Recently, I’ve been transfixed by the words of Jesus in John 14: 21-22: “Those who accept my commandments and obey them are the ones who love me… And I will love them and reveal myself to each of them… All who love me will do what I say. My Father will love them, and we will come and make our home in each of them.” I want to have my eyes open when Jesus passes by my window, longing to reveal himself. I want to clear out the clutter in my life and soul, so there’s room for the Living God to take up residence.
Skye Jethani explains how this truth should change our expectations of the church:
It means we don’t find communion with God by attending a church service. Instead, we express our communion with God by attending a church service. Sunday morning is when Christians who have been living with God all week gather to outwardly express that reality together and to encourage those for whom it’s been a struggle. And rather than expecting the preacher or musicians to mediate God’s presence to us each weekend, that responsibility belongs rightfully to the Holy Spirit who abides with us every day and everywhere we go. Maybe if we expected more of God Monday through Saturday, we might be content to expect less from the church on Sunday.
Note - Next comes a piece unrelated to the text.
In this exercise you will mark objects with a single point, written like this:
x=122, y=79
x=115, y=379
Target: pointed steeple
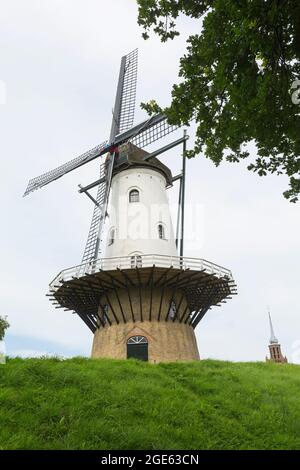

At MainStreet, we are moving toward this vision with our monthly Ekklesia worship gathering. We are stripping away the flash and flare, and inviting attenders to be participants in what the Spirit wants to “cook up” when we gather rather than being passive spectators watching the clergy “bring the goods.” But do we really want God when we gather? Or are we content with the externals of church worship we have grown to love? Do we want to be transformed from one degree of glory to another, or are we content to sing a few songs and hear another pep talk?
I want to spend more time “contemplating” the glory of God, and letting that glory fan the flickering flame in my soul until it becomes a holy fire capable of bringing a bit more light and warmth to our dark and cold world. But first we must remove the veils and stop chasing the temporary buzz and fading glory of short-lived religious experiences. Let us ponder these profound and mysterious words this week, and may they stir up a hunger for something more:
We are not like Moses, who put a veil over his face so the people of Israel would not see the glory, even though it was destined to fade away… But whenever someone turns to the Lord, the veil is taken away. For the Lord is the Spirit, and wherever the Spirit of the Lord is, there is freedom. So all of us who have had that veil removed can contemplate and reflect the glory of the Lord. And the Lord—who is the Spirit—makes us more and more like him as we are changed into his glorious image.